As he and his one-eyed partner, Mike, struggle to return her, they uncover corruption that goes to the top of the company. They also stumble on a new source of energy.
Amid the chase scenes, the disguises and the near misses are a series of business lessons, given by big, hairy cartoon monsters in a smokestack industry.
Buy some popcorn and expense it. Here goes:
• Top-down management doesn't always lead to innovation.
The Monsters, Inc. CEO realized his company would die if it didn't innovate.
"But his approach was typical of what a large, monopolistic company ends up doing — running the company from the board room," said Prashant Kohli, director of strategy and marketing at Upstream, a customer-service outsourcing company.
Isolated from other ideas, and sure he won't get caught, the CEO bets the company's future on an illegal project, which he pursues in secret.

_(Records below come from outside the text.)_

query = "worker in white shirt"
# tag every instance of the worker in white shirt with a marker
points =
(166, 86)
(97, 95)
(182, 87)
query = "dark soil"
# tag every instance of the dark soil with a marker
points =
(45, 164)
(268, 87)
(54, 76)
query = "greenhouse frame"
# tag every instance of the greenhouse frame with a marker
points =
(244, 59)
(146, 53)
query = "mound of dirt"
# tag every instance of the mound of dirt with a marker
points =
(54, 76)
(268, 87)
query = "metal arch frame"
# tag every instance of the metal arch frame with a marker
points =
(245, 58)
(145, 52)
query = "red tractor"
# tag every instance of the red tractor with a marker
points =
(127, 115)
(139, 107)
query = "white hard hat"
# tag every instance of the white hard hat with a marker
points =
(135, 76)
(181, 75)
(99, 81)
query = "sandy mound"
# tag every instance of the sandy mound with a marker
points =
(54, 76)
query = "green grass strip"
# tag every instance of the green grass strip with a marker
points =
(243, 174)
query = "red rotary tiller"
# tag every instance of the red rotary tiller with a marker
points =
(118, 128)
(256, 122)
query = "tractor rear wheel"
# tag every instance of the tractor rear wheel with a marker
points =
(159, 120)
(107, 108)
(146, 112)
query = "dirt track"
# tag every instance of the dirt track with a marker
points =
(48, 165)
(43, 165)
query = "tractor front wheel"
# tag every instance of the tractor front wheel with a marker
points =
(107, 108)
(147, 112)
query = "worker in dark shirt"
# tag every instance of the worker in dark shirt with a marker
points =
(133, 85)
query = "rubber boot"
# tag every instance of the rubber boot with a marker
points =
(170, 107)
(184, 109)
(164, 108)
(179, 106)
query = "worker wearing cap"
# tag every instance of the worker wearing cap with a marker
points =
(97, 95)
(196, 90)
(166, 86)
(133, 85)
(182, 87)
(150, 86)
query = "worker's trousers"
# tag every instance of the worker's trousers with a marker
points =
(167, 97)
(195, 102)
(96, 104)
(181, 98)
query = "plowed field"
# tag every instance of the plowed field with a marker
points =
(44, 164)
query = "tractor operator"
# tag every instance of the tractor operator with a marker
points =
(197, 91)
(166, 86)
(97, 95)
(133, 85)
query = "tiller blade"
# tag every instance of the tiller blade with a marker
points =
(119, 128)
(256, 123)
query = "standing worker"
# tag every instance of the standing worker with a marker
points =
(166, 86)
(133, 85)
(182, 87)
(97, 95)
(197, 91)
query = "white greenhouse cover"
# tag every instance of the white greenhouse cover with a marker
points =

• Leadership doesn't have to come from the top.
"It comes from everywhere in the organization," said Kohli, talking about Sulley, who ends up rising from the factory floor to the chief executive's suite. "It requires everyone to take a stand for their beliefs."
Looking at the history of some free-agent, name-brand cowboy CEOs — Al Dunlap springs to mind — one can't help but think that a worker who rose through the ranks could do a lot better.
From-the-floor management has worked for United Parcel Service for 94 years.
Every executive at the company started by driving a route, sorting packages or working as an administrative assistant. UPS doesn't have a "name" CEO. Instead, it has James Kelly, who started with the company in 1964, driving a route.
The management model gives part-time night-shift workers something to strive for and corporate executives something to remember.
• Friends (and partners) at work aren't a distraction; they're essential.
Mike and Sulley work together as a unit, even though Sulley is a high-visibility star and Mike is his seldom-seen helper.
Think of celebrity chef Wolfgang Puck, who has become his own brand, complete with restaurants, five cookbooks and his own line of frozen food. His success is thanks in no small part to the tireless hard work of his wife and business partner, Barbara Lazaroff, whom hardly anyone outside the restaurant business has ever heard of.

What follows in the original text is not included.